Quatrième de couverture

2013, à Détroit. Cette ville qui a été la gloire de l’Amérique n’est plus qu’une ruine déserte, un cimetière de buildings.
Cette nuit-là, la jeune inspectrice Sarah Berkhamp mène le groupe d’intervention qui encercle une maison et donne l’assaut. Mais aucun besoin de violence, le suspect attend, assis à l’intérieur. Il a enlevé cinq enfants. Et il est sans doute le Géant de brume, le tueur insaisissable qui a laissé derrière lui sept petits corps, il y a quinze ans. Alors pourquoi supplie-t-il Sarah : « Aidez-moi… » ?
L’histoire s’ouvre donc avec l’arrestation du coupable. Et pourtant, elle ne fait que commencer. À Détroit, personne n’est innocent…

Mon résumé

En 1998, Stan Mitchel avait été muté de Washington à Détroit en guise de sanction pour le rétrograder ; sa vie personnelle n’était pas plus reluisante : l’alcoolisme de ce mari violent l’a conduit au divorce avec Mary. Dans cette ville de Détroit déjà en décadence, il aurait pu redorer son blason avec l’arrestation du Géant De Brume qui sévissait avec l’enlèvement avec pétition d’enfants mais hélas, il subira l’échec cuisant de sa vie car l’enquête restera irrésolue. Et même si les crimes se sont arrêtés, ils sont imprimés dans les mémoires…
et en 2013, le modus operandi du géant de brume ressurgit dans la vie de Stan Mitchel avec le signalement de plusieurs disparitions d’enfants dans la commune. Cette fois, Stan ne sera plus aux commandes de l’enquête mais assistera Sarah Berkhamp. Leur travail de collaboration permettra d’identifier Simon Duggan comme étant Le Gérant De Brume. Son arrestation n’est que le début d’une course contre la montre pour Sarah et Stan : il faut retrouver les enfants vivants, et comprendre le rôle que Sarah que veut lui attribuer Simon Duggan…

MON AVIS

Un excellent roman policier sur une disparition d’enfants et de crimes d’enfants dans un contexte social déjà sombre. Le lecteur tenu en haleine du début jusqu’à la fin de l’enquête, la suit avec attention, s’interroge. Il doute au rythme de la jeune Sarah et de Stan, son assistant désigné.

La lecture est agréable et la structure de flashbacks bien dosés et opportuns dynamisent une histoire située dans un secteur délimité : Détroit. L’affaire elle-même semble aussi un prétexte pour décrire le déclin de cette ville autrefois rutilante. Ses heures de gloire fondée sur une industrie automobile en plein essor, lui valaient le nom de « Motor City », mais sa aujourd’hui surnommée « Shrinking City » (ville rétrécissant) :

La ville agonisait, car ses veines se vidaient de ses habitants.

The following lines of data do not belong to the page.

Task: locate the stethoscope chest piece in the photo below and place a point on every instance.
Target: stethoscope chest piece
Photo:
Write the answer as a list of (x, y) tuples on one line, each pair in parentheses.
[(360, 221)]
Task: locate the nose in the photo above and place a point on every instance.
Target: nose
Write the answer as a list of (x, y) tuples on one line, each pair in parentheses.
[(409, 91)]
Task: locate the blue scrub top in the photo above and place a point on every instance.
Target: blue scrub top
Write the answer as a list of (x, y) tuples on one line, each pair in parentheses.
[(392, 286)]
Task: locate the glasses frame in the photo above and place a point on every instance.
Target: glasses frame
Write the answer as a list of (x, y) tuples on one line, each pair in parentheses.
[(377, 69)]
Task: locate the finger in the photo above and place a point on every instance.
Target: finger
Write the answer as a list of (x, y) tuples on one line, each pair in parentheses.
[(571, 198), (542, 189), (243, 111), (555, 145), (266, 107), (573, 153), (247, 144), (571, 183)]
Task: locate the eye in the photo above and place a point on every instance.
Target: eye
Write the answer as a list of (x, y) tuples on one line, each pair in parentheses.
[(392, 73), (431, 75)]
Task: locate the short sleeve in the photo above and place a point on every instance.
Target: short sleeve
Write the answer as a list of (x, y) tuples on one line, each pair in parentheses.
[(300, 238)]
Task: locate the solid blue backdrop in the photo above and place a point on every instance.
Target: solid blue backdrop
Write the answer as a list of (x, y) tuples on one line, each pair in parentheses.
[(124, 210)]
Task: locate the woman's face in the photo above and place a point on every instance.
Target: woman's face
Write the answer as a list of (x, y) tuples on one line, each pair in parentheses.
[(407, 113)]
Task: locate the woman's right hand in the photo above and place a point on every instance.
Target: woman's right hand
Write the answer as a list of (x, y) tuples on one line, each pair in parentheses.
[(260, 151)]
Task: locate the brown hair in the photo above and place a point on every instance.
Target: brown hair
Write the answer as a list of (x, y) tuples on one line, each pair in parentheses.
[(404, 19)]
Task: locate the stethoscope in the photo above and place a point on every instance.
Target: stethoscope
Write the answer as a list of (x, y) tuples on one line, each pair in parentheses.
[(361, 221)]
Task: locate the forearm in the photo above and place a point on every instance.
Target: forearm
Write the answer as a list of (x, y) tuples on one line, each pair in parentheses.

 À la limite du roman social, ce livre explique avec une simplicité explicite le mécanisme de l’hécatombe sociale et le mécanisme des si décriées « surprimes». Une société en décrépitude cerné d’un paysage de plus en plus clairsemé, abandonné où la pauvreté gagne du terrain. Les populations aux abois fuient peu à peu le secteur où dans cette faillite locale, le salut économique tient à l’installation d’un casino.

Dans l’esprit des hommes d’affaires, les maisons abandonnées ne seraient bientôt qu’un lointain souvenir. Les financiers rachetèrent ces pavillons dans l’idée de les revendre avec des crédits à taux réduit. Le casino serait la lumière qui attirerait les insectes.

L’auteur, pour insister sur cette paupérisation, l’arrose d’éléments désagréables car les débuts de chapitres dénoncent une météo détrempée : les pluies diluviennes omniprésentes plombent cette ambiance de grisaille environnante, à la limite du bourbier. Cette forte humidité du climat semble joindre sa désolation pluvieuse à la tristesse des enfants pleurés.

S’ajoute à ces déluges naturels, le mystère du Géant de Brume, inspiré d’un refrain d’une sorte de comptine qui martèle l’idée d’enfants piégés dans leur naïveté et de fables empreintes superstitions qui évoquent une terrible fatalité qui se renouvelle en 2013 : les enfants disparaissent sans qu’on ne les retrouve jamais.

Page 28 :
 « Il était une fois, dans un village reculé, une créature qu’on appelait les géants de brume. Chaque nuit, lorsque la Lune voilée par les nuages n’éclairaient moitié, et que la brume humide léchait les maisons, il venait enlever les enfants qu’on ne revoyait jamais… »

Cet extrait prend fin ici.